Le cœur volé
Chapitre 3
Le lendemain matin, je me suis bien maquillée.
Je ne voulais pas paraître si misérable au dernier moment de la vie.
J'ai attendu pendant longtemps au cabinet de l'avocat, Guillaume n'est jamais venu.
Je l'ai appelé, mais il n'a pas répondu.
J'ai appelé directement Mia : « Guillaume est avec toi, n'est-ce pas ? Fais-le venir immédiatement pour le divorce ! »
Guillaume a dit avec colère : « Lina, ne sois pas ingrate ! Si je signe vraiment sur l'accord, il sera trop tard pour regretter ! »
Ma voix était calme : « Si je regrette, je te paie en or ! C'est toi qui n'osais pas venir ! »
Guillaume ne voulait pas perdre la face de cette manière, il est finalement venu.
La procédure de divorce s'est déroulée avec succès. L'avocat prendrait en charge les affaires suivantes, je me suis sentie soulagée.
Je ne voulais pas que le nom de Guillaume soit encore inscrit sur ma tombe après ma mort, c'était vraiment désagréable même après la mort.
Un sourire est involontairement apparu sur mon visage, tandis que Guillaume avait l'air sombre, il a dit : « Lina, tu es vraiment formidable.

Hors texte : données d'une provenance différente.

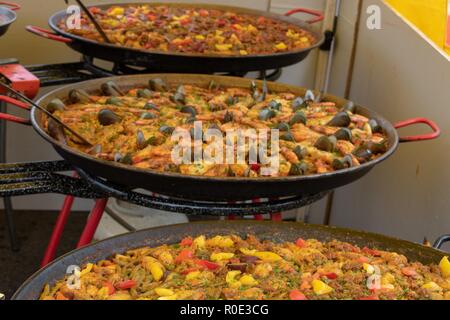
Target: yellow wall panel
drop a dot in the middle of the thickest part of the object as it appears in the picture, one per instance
(430, 16)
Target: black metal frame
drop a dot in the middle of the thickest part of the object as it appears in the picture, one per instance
(274, 231)
(48, 177)
(189, 63)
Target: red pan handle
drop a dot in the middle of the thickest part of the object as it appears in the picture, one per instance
(423, 137)
(16, 103)
(319, 15)
(47, 34)
(13, 6)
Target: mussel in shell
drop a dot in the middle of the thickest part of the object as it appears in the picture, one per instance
(325, 143)
(141, 143)
(148, 116)
(374, 126)
(95, 150)
(267, 114)
(107, 117)
(298, 117)
(55, 105)
(344, 163)
(56, 131)
(342, 119)
(179, 96)
(309, 96)
(166, 129)
(158, 84)
(115, 101)
(144, 93)
(343, 134)
(228, 117)
(283, 126)
(275, 105)
(79, 96)
(298, 104)
(363, 154)
(300, 152)
(151, 106)
(298, 169)
(287, 136)
(349, 107)
(189, 110)
(110, 88)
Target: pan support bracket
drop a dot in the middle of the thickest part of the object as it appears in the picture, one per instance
(50, 177)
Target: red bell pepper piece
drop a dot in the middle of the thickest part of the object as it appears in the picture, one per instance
(208, 264)
(127, 284)
(111, 289)
(261, 20)
(186, 242)
(409, 272)
(95, 10)
(331, 275)
(297, 295)
(188, 270)
(371, 297)
(300, 243)
(372, 252)
(184, 254)
(203, 12)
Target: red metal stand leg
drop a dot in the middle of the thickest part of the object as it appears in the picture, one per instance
(92, 223)
(276, 217)
(57, 231)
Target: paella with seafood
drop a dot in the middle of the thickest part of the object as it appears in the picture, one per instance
(203, 31)
(136, 128)
(230, 267)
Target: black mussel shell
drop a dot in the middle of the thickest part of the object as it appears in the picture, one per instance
(144, 93)
(287, 136)
(344, 134)
(344, 163)
(166, 129)
(189, 110)
(79, 96)
(325, 143)
(349, 107)
(158, 84)
(148, 116)
(275, 105)
(283, 126)
(267, 114)
(115, 101)
(151, 106)
(110, 88)
(309, 96)
(107, 117)
(298, 169)
(298, 117)
(342, 119)
(55, 105)
(374, 126)
(298, 104)
(300, 152)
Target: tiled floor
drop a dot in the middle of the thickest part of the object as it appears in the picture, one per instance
(34, 229)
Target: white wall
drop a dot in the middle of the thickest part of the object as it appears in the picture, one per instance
(24, 145)
(401, 76)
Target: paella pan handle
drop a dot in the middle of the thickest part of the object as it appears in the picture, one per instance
(422, 137)
(47, 34)
(9, 117)
(319, 15)
(13, 6)
(441, 240)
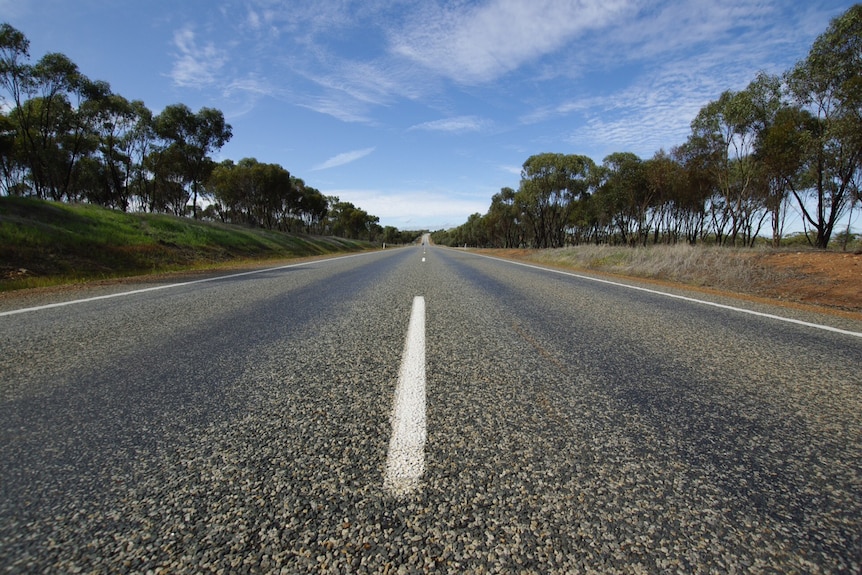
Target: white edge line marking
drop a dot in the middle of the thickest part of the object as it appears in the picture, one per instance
(168, 286)
(681, 297)
(405, 460)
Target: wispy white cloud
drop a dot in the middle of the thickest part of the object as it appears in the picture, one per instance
(342, 159)
(195, 66)
(411, 209)
(477, 43)
(456, 125)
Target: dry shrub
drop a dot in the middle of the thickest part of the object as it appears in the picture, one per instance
(737, 269)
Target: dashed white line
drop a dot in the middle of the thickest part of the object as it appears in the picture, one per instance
(405, 461)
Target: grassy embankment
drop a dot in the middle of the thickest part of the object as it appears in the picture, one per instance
(48, 243)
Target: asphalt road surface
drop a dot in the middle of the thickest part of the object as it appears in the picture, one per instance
(245, 424)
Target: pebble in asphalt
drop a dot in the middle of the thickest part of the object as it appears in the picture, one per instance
(553, 447)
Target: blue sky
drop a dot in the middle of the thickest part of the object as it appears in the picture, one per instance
(418, 111)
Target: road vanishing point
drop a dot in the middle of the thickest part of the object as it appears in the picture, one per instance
(425, 410)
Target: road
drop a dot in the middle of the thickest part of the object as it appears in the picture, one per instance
(243, 424)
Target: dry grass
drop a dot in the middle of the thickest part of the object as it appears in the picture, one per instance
(715, 267)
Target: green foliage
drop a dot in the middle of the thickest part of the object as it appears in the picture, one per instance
(752, 153)
(67, 138)
(54, 242)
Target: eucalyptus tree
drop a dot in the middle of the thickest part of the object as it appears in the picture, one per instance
(550, 186)
(123, 132)
(728, 128)
(624, 193)
(502, 220)
(192, 137)
(828, 85)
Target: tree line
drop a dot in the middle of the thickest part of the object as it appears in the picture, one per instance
(65, 137)
(792, 139)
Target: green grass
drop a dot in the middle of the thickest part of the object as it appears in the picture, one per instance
(48, 243)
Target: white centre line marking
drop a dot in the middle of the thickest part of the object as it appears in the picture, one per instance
(405, 462)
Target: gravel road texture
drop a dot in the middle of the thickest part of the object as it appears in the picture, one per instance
(241, 425)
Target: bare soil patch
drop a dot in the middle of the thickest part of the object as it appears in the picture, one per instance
(828, 281)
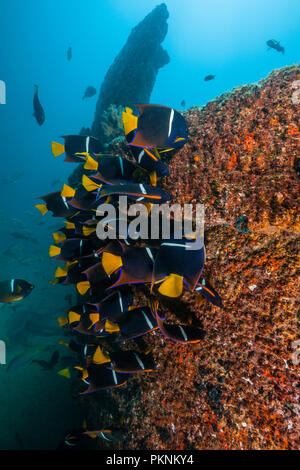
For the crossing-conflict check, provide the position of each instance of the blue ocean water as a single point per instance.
(226, 39)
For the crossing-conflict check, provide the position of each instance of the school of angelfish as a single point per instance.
(108, 273)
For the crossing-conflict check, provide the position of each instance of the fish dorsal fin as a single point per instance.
(129, 121)
(57, 149)
(172, 286)
(111, 263)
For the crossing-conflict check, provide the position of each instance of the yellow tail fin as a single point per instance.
(57, 149)
(129, 121)
(99, 357)
(90, 164)
(60, 272)
(111, 263)
(62, 321)
(153, 178)
(172, 286)
(65, 373)
(83, 287)
(111, 327)
(87, 230)
(73, 317)
(69, 225)
(58, 237)
(42, 208)
(94, 317)
(68, 191)
(54, 251)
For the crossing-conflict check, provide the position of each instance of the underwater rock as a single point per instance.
(247, 143)
(131, 77)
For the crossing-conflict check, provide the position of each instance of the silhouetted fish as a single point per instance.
(39, 113)
(69, 53)
(89, 92)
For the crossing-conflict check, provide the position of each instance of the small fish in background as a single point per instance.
(19, 441)
(89, 92)
(273, 44)
(69, 53)
(13, 177)
(55, 182)
(14, 290)
(38, 113)
(208, 78)
(48, 365)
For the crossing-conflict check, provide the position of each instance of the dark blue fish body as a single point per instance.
(89, 92)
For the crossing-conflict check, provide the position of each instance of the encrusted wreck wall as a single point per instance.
(131, 77)
(239, 387)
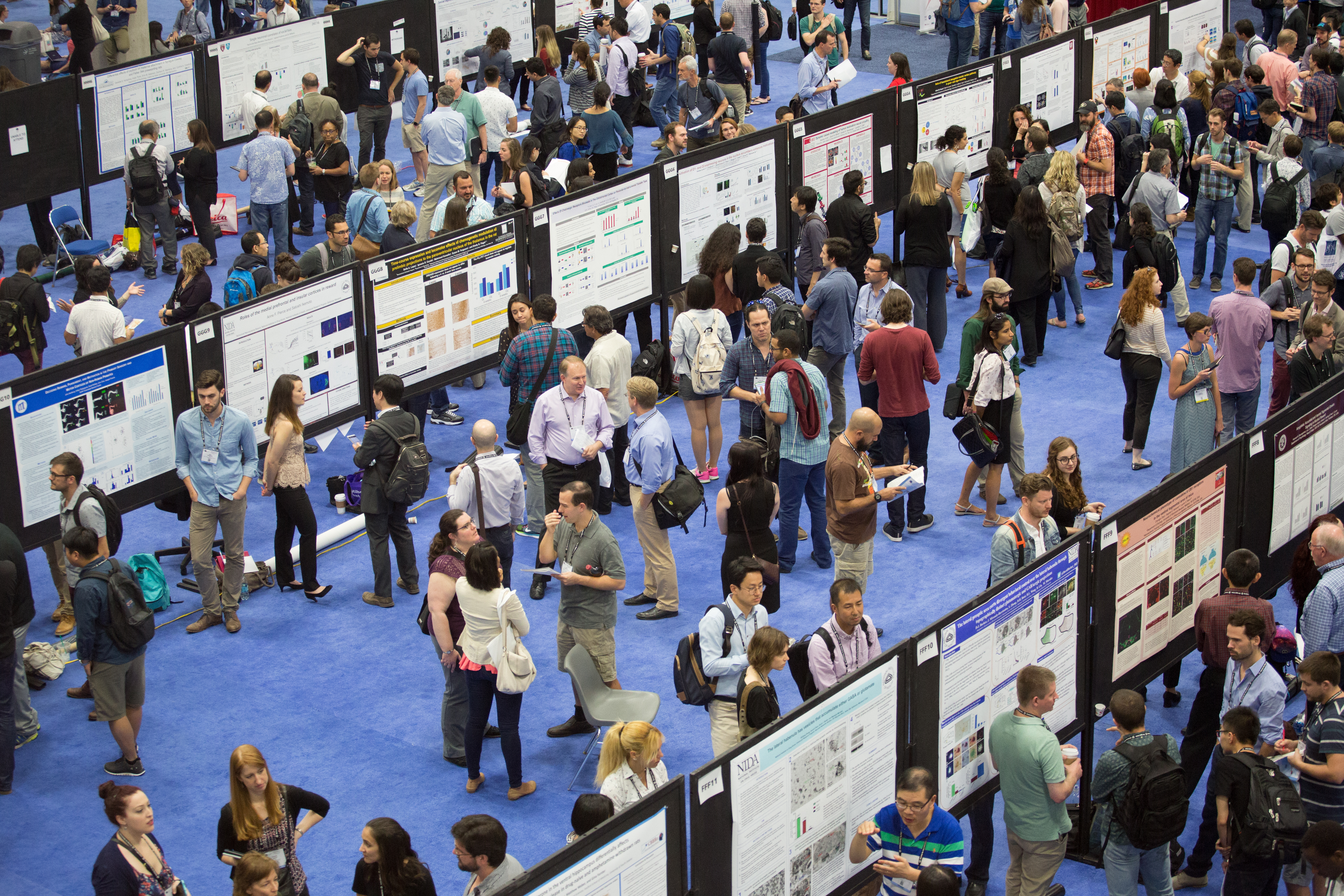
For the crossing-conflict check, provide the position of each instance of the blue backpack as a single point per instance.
(240, 288)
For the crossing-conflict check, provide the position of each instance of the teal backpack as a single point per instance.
(151, 578)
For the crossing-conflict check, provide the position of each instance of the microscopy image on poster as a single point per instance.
(803, 789)
(118, 418)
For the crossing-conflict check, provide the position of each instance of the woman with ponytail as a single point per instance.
(631, 766)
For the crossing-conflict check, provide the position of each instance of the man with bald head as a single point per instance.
(490, 487)
(853, 496)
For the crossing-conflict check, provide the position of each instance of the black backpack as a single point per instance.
(409, 479)
(689, 679)
(1275, 819)
(111, 512)
(1155, 805)
(143, 171)
(132, 623)
(1279, 209)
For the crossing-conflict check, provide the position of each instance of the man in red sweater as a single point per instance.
(900, 359)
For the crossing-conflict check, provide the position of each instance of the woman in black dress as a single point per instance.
(746, 507)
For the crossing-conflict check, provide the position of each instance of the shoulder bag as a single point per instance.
(521, 418)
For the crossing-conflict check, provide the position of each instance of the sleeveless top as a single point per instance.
(292, 468)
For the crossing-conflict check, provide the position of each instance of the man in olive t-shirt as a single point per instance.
(1036, 782)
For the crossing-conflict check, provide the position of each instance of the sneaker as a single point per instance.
(120, 766)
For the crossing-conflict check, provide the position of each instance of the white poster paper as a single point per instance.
(118, 420)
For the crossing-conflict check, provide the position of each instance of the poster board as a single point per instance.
(39, 120)
(115, 101)
(639, 851)
(439, 307)
(232, 66)
(115, 409)
(725, 183)
(971, 660)
(1295, 467)
(1156, 559)
(597, 248)
(781, 808)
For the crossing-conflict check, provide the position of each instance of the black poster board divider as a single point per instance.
(587, 850)
(128, 498)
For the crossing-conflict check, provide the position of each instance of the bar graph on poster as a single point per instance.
(733, 190)
(308, 332)
(1166, 565)
(1308, 471)
(118, 420)
(601, 249)
(443, 305)
(1031, 623)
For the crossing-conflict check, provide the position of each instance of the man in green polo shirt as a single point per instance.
(1036, 782)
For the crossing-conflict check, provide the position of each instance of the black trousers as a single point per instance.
(556, 476)
(294, 511)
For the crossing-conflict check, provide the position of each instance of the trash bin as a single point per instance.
(21, 50)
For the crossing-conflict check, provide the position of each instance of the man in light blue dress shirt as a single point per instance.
(217, 461)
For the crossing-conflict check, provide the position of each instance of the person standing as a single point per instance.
(651, 468)
(385, 518)
(377, 76)
(1242, 326)
(1034, 781)
(217, 461)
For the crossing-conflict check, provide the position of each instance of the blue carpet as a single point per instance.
(343, 698)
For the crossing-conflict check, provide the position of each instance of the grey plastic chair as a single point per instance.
(603, 706)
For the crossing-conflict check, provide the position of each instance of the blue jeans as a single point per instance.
(959, 45)
(272, 217)
(1240, 409)
(1217, 214)
(799, 481)
(480, 694)
(665, 104)
(1126, 863)
(992, 25)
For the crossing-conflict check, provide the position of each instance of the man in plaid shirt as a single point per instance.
(1221, 163)
(519, 370)
(1097, 174)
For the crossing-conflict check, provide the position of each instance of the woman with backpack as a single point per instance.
(701, 322)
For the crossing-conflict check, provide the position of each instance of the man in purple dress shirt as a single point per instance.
(570, 428)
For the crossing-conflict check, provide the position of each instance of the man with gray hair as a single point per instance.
(490, 487)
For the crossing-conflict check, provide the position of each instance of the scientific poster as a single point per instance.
(1166, 565)
(288, 53)
(634, 863)
(799, 796)
(601, 249)
(830, 155)
(443, 305)
(1033, 623)
(1308, 471)
(464, 25)
(733, 190)
(308, 332)
(119, 420)
(967, 100)
(1047, 84)
(1117, 52)
(163, 91)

Tu souris comme un fleuriste au moment du divorce ! Quoi ? Tu as trouvé un amant ? Ne mêle pas ma fille à tes bassesses. Dans quelques jours, je vais à l'hôpital pour la ramener. Si tu oses jouer des tours, tu sais ce que je suis capable de faire ! »
Mia s'est retournée et m'a montré un sourire de vainqueur.
Elle semblait très fière d'avoir ramassé ce que je n'avais pas voulu, comme si c'était un trésor.
Guillaume, tu ne ramènerais jamais ma fille, car elle est déjà morte, le jour où Chloé avait obtenu une nouvelle vie.
Tu devrais peut-être être heureux, tu n'as plus à la nourrir.
Je suis retournée à l'endroit que j'avais autrefois considéré comme la famille.
Je suis allée chercher tout ce qui était à moi et à ma fille.
Ce que je pouvais emporter, je l'ai emballé, et pour le reste, je l'ai tout cassé.
Ces derniers jours, j'ai clairement senti bien plus faible qu'avant. J'ai même eu l'impression de ne plus pouvoir respirer pour ranger ces choses.
Je me suis obstinée à divorcer et à effacer toutes ses traces pour une très simple raison.
Je ne voulais plus voir Guillaume ni laisser les choses qui me concernaient près de lui.
J'ai mal nausée de respirer le même air que lui.
Ce jour-là, j'ai réservé un billet d'avion et je suis allée chez ma meilleure amie avec le bagage et l'urne de ma fille.
Au départ, j'avais l'intention de rentrer dans mon pays natal, mais comme je me suis mariée avec Guillaume loin de là, il n'y avait personne pour s'occuper d'eux à la maison. Ils n'étaient pas en bonne santé depuis longtemps.
Quand je les appelais, ils ne me parlaient que des bonnes nouvelles.
Une grippe les a emportés tous les deux. J'avais peur de me remémorer toutes ces choses si je rentrais là-bas.
Ma meilleure amie a grondé Guillaume violemment et a pleuré en me voyant, je pouvais presque tomber d'un coup de vent.
Je devenais de plus en plus faible chaque jour, ma meilleure amie était de plus en plus fatiguée.
J'ai soudain regretté. Peut-être que je n'aurais pas dû venir la déranger. Je devrais trouver un coin tranquille où personne ne soit, et attendre calmement l'arrivée de la mort, sans causer des ennuis à personne.